The PlayHouse now has a new structure for all-staff meetings: they are monthly, collaborative dialogues. Of course, sometimes we share information about upcoming exhibits or programs, or conduct safety-related trainings. But we also use these meetings for discussions such as, are the props currently out on the floor working, or should we rethink some of them? If we are able to grow our volunteer program, how do we balance offering volunteers engaging tasks working directly with visitors, while still respecting the interests and abilities of the floor staff who want to engage visitors in educational activities? What are ideas related to programs for next year?

We are finding that by opening up discussion and asking for feedback we can expand the work we do. For example, while planning an event called Enchanted PlayHouse, one floor-staff member decided we needed an area that looked like a pirate ship. So she enlisted her husband to build a pirate ship with her. Visitors loved it.

Not surprisingly, we have unleashed a host of new challenges through this approach. One of the most critical is communication. When staff decide they want to do something—for example, a themed dress-up week—management staff need to know about the event, have the opportunity to voice any concerns, help promote it, and be able to answer questions about it. We used to worry that front-of-house staff were not getting all the information they needed; now we need to address this in the other direction as well.

Another challenge is capturing the results of staff experimentation. We know from discussions during staff meetings that staff are indeed experimenting and finding new ways to interact with visitors on the floor. How do we capture this information, and learn collectively from what has worked and what has failed?

Perhaps the biggest challenge is financial cost. With the new structure of our all-staff meetings, we have committed to gathering and paying part-time staff for two or more hours every month to engage in discussions that, in other museums, are the job of full-time or back-of-house staff. We are always looking for ways to cut expenses, and to many this might seem like an unnecessary one.

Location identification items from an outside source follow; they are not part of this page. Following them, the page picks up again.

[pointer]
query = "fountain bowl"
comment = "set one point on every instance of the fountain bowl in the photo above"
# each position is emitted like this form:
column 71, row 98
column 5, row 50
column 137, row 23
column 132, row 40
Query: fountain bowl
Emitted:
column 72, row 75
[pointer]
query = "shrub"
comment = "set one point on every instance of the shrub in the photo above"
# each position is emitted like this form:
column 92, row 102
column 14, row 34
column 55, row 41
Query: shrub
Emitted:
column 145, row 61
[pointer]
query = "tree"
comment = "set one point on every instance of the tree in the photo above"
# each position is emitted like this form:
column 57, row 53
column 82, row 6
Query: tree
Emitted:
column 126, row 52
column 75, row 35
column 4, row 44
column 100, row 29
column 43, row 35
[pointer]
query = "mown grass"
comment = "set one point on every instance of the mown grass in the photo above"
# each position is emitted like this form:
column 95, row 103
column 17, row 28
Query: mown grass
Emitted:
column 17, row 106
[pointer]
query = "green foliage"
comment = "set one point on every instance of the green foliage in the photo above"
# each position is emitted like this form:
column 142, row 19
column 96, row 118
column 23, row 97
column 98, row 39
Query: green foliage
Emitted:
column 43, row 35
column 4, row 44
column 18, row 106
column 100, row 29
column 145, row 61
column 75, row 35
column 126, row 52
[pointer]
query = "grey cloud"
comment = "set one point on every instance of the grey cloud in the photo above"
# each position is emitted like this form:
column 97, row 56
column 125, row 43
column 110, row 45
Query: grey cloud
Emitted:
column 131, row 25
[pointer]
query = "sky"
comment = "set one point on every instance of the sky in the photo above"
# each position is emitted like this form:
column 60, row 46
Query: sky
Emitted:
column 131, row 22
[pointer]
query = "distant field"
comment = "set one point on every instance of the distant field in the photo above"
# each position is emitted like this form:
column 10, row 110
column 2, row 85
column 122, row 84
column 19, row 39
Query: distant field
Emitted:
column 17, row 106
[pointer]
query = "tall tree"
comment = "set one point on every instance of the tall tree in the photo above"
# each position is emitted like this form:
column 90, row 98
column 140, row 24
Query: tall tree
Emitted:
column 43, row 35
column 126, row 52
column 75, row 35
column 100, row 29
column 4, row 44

However, the positive impact on our staff, and then on our visitors, is apparent. And we believe that, in the long run, the cost of an unengaged staff is much higher.

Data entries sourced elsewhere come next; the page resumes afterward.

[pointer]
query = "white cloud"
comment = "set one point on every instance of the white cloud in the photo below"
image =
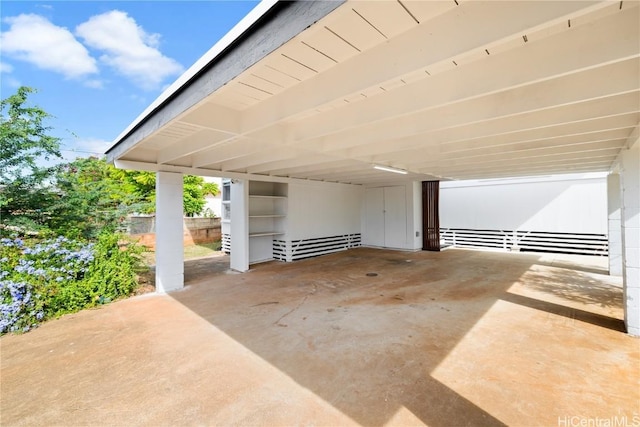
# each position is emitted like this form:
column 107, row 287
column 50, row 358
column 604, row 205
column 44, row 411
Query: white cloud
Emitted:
column 94, row 84
column 13, row 82
column 5, row 68
column 35, row 39
column 128, row 48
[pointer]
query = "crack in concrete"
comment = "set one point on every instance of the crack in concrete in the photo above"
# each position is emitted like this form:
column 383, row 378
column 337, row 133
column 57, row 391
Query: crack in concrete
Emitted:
column 284, row 325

Despite the challenges of continued turnover, communication, or financial strains, a staff that is committed to the museum leads to improved experience for everyone involved. When management demonstrates that all staff are valued and essential to the success of an organization, and that each person has the autonomy to influence that success, we create a culture of fulfillment and engagement. We strongly believe that engaging all staff creates a vibrant and visible culture of valuing individuals that is palpable to visitors. Our mission is to help children become explorers and creators of the world. We engage our staff in this work by empowering them to be explorers and creators of the warm and captivating environment of the PlayHouse. 

Rebecca Shulman Herz has served as the director of the Peoria PlayHouse Children’s Museum since 2015. Previously, she spent fifteen years in art museum education at the Solomon R. Guggenheim Museum and the Noguchi Museum, both in New York City. Kristin Vannatta was the operations manager of the Peoria PlayHouse Children’s Museum from 2015 until August 2019. Previously, she worked for six years as the volunteer coordinator and operations manager for the Frank Lloyd Wright Trust in Chicago, Illinois.